Create a file named sa.yaml with the following content:

apiVersion: v1
kind: ServiceAccount
metadata:
  name: kms-pam-sa
  namespace: kube-system
---
# Bind the ServiceAccount to the desired ClusterRole
# This example uses cluster-admin - adjust based on your needs
apiVersion: rbac.authorization.k8s.io/v1
kind: ClusterRoleBinding
metadata:
  name: kms-pam-binding
subjects:
  - kind: ServiceAccount
    name: kms-pam-sa
    namespace: kube-system
roleRef:
  kind: ClusterRole
  name: cluster-admin  # Change this to a more restrictive role as needed
  apiGroup: rbac.authorization.k8s.io
---
# Create a static, non-expiring token for the ServiceAccount
apiVersion: v1
kind: Secret
metadata:
  name: kms-pam-sa-token
  namespace: kube-system
  annotations:
    kubernetes.io/service-account.name: kms-pam-sa
type: kubernetes.io/service-account-token

Security Best Practice: The example above uses cluster-admin for simplicity. In production environments, you should create custom ClusterRoles or Roles with the minimum permissions required for each use case.

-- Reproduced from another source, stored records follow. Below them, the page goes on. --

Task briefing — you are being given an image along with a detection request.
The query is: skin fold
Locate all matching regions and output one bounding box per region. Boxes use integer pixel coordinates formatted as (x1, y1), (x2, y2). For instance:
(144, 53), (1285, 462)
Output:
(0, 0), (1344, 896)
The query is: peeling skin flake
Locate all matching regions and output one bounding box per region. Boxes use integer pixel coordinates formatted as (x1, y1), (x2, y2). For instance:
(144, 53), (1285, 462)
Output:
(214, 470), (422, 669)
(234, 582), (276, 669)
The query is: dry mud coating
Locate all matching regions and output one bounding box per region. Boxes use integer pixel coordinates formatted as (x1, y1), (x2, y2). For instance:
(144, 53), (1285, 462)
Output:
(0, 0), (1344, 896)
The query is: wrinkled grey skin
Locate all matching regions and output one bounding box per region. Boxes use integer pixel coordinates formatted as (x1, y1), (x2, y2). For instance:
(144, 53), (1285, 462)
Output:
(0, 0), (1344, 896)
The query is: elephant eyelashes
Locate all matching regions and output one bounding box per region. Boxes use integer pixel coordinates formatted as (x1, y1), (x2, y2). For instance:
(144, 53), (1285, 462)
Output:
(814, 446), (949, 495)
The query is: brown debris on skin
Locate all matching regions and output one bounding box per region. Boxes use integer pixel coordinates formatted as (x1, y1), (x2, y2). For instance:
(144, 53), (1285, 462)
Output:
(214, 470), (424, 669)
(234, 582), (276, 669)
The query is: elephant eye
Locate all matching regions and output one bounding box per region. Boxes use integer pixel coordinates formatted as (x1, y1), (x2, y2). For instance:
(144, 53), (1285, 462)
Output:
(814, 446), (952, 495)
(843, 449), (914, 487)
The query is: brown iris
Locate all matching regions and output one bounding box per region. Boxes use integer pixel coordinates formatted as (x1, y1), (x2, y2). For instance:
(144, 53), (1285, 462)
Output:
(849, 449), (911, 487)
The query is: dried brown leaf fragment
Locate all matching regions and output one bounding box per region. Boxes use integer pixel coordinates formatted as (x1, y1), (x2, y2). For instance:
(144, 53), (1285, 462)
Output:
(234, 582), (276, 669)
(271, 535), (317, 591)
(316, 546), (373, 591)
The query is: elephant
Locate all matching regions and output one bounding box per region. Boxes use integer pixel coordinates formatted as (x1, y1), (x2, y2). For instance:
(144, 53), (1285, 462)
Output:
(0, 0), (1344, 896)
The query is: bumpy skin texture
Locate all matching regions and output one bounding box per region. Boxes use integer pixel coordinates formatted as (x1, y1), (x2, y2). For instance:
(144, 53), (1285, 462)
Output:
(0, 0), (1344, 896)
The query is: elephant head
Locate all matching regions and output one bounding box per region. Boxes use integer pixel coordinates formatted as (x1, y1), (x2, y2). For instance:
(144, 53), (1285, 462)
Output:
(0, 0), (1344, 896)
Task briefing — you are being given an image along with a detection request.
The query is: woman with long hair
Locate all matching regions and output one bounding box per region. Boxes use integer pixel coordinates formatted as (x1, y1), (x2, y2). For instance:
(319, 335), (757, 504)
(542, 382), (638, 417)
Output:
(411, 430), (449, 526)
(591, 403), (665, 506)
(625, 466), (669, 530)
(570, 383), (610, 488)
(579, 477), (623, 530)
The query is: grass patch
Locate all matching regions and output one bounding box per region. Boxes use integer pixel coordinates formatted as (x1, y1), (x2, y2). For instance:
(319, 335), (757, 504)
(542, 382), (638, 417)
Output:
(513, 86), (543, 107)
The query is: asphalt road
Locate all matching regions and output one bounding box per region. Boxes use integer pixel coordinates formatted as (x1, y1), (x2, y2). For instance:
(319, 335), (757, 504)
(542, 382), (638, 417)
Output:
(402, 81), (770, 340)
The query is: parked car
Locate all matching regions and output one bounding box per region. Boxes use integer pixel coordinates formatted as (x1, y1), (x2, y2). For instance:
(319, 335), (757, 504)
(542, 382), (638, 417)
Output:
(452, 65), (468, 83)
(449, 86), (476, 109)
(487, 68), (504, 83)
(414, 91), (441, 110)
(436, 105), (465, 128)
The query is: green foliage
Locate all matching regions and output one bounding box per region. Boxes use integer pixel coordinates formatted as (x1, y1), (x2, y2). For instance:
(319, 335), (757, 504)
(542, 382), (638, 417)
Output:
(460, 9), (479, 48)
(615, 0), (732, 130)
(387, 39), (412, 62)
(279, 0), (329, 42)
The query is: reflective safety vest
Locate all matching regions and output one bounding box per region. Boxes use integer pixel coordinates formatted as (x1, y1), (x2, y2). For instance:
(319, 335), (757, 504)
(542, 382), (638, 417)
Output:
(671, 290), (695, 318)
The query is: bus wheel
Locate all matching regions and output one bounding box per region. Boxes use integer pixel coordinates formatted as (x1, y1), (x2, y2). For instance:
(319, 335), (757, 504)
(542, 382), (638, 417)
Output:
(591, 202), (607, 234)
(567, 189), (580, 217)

Apply the configuration to your cluster:

kubectl apply -f sa.yaml

This creates:

• A ServiceAccount named kms-pam-sa in the kube-system namespace
• A ClusterRoleBinding that grants the service account its permissions
• A Secret containing a static, non-expiring token for the service account

Get the service account token that you'll use when creating the PAM account:

kubectl -n kube-system get secret kms-pam-sa-token -o jsonpath='{.data.token}' | base64 -d

Copy this token - you'll need it in the next step.

Create PAM Accounts

Go to the Resources tab in your PAM project and open the Kubernetes resource you created.

Click Add Account.

Fill in the account details and paste the service account token you retrieved earlier.

Access Kubernetes Cluster

1. Navigate to the Resources tab in your PAM project and open the Kubernetes resource
2. In the resource’s accounts section, find the account you want to access
3. Click the Access button for that account
4. Copy the provided CLI command

Run the copied command in your terminal.

The CLI will:

1. Authenticate with Hanzo KMS
2. Establish a secure connection through the Gateway
3. Start a local proxy on your machine
4. Configure kubectl to use the proxy

Once the proxy is running, you can use kubectl commands as normal:

kubectl get pods
kubectl get namespaces
kubectl describe deployment my-app

All commands are routed securely through the KMS Gateway to your cluster.

When you're done, stop the proxy by pressing Ctrl+C in the terminal where it's running. This will:

• Close the secure tunnel
• End the session
• Log the session details to Hanzo KMS

You can view session logs in the Sessions page of your PAM project.